Freya se acurrucó en la caja del camión que daba tumbos por la carretera hacia Madrid. Llevaba una bata lila enrollada en la cabeza para protegerse del frío.
—¡Maldita sea! —dijo entre dientes cuando pisaron otro bache y la estilográfica le hizo un borrón en la página. Tenía las manos heladas y se inclinaba encima de su ejemplar sobado de
Lo que el viento se llevó
, cuyas páginas azotaba el viento.
España es bastante bonita, como sabes, Charles —escribió en la página en blanco del final—. Simplemente, tienes que venir. Gracias por el pastel de fruta, por cierto. Es un estímulo recibir tus cartas.
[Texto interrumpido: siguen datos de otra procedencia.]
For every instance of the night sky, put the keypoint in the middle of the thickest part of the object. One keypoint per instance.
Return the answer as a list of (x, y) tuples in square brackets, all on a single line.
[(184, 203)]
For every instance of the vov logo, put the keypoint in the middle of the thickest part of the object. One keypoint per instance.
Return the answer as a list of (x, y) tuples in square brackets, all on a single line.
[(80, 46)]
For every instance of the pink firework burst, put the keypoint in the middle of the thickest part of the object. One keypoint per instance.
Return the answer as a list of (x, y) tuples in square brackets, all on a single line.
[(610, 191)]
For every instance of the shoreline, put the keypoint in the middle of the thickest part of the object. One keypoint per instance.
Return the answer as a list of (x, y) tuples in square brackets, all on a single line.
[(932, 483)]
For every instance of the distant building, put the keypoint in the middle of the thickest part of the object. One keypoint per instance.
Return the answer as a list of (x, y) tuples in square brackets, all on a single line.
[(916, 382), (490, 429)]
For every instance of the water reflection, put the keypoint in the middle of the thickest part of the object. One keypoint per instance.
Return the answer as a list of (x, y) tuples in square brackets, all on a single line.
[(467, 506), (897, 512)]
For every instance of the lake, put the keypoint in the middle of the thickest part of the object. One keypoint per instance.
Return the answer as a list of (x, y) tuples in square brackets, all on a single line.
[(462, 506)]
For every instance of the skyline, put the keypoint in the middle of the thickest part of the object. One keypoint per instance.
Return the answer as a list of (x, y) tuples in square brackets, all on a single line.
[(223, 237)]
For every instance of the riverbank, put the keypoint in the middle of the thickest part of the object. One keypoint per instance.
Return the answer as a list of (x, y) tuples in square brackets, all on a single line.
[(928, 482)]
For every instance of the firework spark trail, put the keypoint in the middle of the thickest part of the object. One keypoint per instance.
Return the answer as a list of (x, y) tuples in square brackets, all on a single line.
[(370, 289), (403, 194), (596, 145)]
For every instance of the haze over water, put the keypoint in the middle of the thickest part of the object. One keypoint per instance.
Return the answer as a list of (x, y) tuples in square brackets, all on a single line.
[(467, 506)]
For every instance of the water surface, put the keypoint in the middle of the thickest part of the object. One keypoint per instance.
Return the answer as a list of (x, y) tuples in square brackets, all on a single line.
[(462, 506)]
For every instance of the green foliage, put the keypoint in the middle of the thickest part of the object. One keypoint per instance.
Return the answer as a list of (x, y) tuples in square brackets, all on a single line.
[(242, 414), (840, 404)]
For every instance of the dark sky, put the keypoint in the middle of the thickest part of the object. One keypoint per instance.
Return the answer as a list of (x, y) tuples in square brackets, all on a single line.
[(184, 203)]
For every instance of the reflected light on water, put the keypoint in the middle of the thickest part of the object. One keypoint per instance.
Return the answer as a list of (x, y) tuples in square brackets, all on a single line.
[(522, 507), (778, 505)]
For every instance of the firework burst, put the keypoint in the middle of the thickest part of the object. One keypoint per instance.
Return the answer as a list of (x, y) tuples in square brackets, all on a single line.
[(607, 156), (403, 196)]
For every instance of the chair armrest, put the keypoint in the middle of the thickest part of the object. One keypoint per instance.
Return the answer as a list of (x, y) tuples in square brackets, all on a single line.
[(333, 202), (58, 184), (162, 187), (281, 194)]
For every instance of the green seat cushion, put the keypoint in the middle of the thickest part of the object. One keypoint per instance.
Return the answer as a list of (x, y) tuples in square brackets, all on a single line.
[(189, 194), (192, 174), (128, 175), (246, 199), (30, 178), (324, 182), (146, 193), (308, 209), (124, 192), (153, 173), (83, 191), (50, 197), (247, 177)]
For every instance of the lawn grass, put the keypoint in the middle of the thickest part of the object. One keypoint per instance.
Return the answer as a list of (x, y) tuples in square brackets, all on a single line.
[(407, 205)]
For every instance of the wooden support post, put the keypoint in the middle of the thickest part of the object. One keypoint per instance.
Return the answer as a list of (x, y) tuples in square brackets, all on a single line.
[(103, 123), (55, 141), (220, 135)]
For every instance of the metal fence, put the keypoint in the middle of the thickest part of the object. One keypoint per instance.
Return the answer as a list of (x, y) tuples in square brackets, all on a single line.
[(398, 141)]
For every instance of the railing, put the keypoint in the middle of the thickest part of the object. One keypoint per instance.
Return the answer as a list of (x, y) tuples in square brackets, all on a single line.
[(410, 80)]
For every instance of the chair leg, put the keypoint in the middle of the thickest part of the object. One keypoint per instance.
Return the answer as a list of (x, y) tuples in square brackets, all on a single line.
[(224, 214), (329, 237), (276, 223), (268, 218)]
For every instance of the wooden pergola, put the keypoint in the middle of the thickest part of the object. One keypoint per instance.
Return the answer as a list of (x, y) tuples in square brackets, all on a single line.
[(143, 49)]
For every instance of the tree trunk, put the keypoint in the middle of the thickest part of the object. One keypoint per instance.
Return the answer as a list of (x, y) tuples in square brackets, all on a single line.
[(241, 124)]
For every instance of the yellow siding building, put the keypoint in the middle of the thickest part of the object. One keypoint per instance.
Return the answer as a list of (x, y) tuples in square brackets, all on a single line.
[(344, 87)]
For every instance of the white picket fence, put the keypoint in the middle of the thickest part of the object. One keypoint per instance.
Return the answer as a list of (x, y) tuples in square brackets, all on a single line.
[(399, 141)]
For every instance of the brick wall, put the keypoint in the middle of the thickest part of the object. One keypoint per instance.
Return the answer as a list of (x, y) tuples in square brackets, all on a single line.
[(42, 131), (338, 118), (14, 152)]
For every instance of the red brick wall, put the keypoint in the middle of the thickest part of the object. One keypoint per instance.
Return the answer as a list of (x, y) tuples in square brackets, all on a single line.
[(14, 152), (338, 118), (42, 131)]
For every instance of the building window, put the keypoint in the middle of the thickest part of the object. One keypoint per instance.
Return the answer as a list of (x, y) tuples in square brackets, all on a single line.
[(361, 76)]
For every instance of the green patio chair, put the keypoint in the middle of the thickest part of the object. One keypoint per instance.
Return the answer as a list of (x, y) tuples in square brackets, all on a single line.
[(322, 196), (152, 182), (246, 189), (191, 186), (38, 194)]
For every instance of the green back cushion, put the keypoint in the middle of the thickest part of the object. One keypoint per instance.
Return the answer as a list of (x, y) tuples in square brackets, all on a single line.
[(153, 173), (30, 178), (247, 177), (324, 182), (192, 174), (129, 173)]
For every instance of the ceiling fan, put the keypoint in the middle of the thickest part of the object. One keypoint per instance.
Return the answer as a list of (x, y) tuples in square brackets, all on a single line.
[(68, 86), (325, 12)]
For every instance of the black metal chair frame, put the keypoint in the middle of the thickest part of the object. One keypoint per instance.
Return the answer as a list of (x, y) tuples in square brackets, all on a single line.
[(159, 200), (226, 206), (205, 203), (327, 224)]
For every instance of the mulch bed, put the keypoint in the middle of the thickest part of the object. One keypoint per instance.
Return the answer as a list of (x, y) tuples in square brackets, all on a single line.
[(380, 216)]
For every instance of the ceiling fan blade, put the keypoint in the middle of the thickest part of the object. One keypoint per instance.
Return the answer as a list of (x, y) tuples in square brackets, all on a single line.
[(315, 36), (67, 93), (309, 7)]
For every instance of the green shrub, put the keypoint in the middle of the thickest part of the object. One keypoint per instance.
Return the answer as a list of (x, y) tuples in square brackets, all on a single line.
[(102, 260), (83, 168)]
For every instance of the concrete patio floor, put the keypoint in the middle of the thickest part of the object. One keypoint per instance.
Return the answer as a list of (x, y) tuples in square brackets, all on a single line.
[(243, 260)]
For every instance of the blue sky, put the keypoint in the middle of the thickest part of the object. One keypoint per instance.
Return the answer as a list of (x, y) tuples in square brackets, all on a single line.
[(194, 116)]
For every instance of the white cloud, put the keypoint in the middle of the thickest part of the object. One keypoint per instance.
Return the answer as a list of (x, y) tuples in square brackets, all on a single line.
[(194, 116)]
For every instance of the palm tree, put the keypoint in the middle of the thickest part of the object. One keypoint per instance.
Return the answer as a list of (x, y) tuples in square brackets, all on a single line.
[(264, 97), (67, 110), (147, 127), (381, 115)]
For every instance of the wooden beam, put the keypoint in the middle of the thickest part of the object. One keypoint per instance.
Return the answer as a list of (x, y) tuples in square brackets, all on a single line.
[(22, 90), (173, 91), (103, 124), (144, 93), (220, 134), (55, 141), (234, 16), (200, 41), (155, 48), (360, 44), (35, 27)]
Parece que haya pasado una vida desde que la gente nos arrojaba flores en la estación Victoria, cuando nos fuimos. ¿Eso fue hace solo un mes? El viaje desde la frontera con España fue excitante. Llevábamos el camión lleno de caramelos de café y regaliz para los niños. Por cada pueblo que pasábamos se nos acercaban corriendo. Las mujeres nos daban naranjas y melones… Charles, no te imaginas la dicha del melón frío cuando tienes la garganta apretada y seca después de haber pasado horas en la carretera.
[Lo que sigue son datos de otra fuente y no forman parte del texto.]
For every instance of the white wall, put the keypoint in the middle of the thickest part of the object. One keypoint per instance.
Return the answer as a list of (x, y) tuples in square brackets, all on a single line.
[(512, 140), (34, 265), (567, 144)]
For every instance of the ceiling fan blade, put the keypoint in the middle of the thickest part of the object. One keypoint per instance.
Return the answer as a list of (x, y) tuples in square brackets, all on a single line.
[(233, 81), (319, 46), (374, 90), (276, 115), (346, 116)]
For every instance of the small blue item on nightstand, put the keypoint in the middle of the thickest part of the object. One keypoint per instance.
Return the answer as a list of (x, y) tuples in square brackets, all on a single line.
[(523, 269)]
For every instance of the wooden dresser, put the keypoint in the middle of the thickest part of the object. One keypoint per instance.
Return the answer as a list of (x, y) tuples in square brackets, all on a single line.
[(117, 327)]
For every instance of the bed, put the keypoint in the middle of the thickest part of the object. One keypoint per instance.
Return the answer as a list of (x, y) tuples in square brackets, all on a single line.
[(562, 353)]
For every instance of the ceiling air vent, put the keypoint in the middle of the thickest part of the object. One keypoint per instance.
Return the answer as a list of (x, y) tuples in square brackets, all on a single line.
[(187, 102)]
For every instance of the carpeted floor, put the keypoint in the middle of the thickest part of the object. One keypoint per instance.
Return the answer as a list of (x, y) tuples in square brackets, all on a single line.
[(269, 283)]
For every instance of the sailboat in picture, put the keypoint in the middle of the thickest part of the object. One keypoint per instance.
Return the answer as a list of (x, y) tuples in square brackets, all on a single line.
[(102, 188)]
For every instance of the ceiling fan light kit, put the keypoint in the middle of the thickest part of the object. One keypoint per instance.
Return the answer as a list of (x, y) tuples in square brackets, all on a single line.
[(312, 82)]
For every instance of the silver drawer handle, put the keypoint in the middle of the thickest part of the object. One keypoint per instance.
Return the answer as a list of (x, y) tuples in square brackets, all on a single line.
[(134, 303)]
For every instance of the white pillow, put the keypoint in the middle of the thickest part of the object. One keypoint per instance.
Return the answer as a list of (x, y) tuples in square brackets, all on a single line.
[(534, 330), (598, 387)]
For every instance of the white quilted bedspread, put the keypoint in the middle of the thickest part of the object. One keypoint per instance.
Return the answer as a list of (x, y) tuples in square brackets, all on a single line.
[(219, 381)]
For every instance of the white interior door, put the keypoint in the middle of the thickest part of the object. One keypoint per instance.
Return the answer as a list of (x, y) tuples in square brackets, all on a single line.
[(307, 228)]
Hay una desesperada escasez de todo en los hospitales. Las enfermeras están siempre agotadas y pasan hambre, y en invierno será peor, pero no podemos quejarnos. No creerías lo valiente y maravillosa que es la gente con la que trabajo. Este pobre país… No soporto que esta enfermedad, que esta guerra civil, esté partiéndolo en dos.
Ven en cuanto puedas. Por primera vez, tenemos una única opción. El bien debe vencer al mal. No podemos permitirles aplastar esta democracia. Esta es también nuestra guerra, querido hermano.
El camión paró en el primer punto de control de las afueras de la ciudad y Freya levantó los ojos. Pasaban vehículos ininterrumpidamente y oyó voces, el timbre incesante de un teléfono en la garita. Firmó la nota precipitadamente, dobló la hoja y la metió en un sobre que tenía listo para mandar por correo. Desató los brazos de la bata que se había anudado bajo la barbilla y sacudió la melena rubia y corta.
—¡Salud, compañero! —le dijo a uno de los guardias—. ¿El correo?
—No tardará en pasar. —El soldado se acercó para que le entregara la carta y, cuando el camión ya arrancaba, se la puso en la mano abierta.
—¡Gracias!
—De nada.
Freya volvió a sentarse con las demás enfermeras y miró hacia Madrid mientras se acercaban a la ciudad. Había oído que habían incendiado cincuenta iglesias y el humo acre todavía flotaba en el aire, oscuro y sulfuroso. «Ahí está», pensó, repentinamente consciente de que se encaminaban hacia el corazón de la batalla. Miró las caras pálidas de las enfermeras que la rodeaban y vio el miedo en ellas. «Cálmate», se dijo. Le ardían los ojos porque el viento cargado de polvo le daba en la cara.
Las tripas se le revolvieron por la adrenalina porque, imponiéndose al traqueteo de los camiones, oyó en la distancia el primer estallido atronador de la guerra.
LONDRES, 11 de septiembre de 2001
Emma saltó del autobús a la acera. Pétalos de rosa y hojas de fresno se arremolinaban en los escalones de la oficina del Registro de Chelsea como corazones y huesos. El abrigo negro aleteaba mientras caminaba a grandes zancadas entre el gentío, taconeando con sus pulcras botas marrones, tirando de la maleta plateada con las etiquetas de la compañía aérea. Se detuvo a mirar una pareja de recién casados que se abrazaban en la puerta. Sus amigos los felicitaban y ella salió. «Tendríamos que haber sido nosotros», pensó, buscando en el bolso porque sonaba el teléfono.
—Hola, soy Emma Temple —dijo, sujetando el móvil entre la barbilla y el hombro y doblando hacia Flood Street.
—Gracias a Dios. Estaba muerta de preocupación. ¿Ya estás en casa? —le preguntó Freya.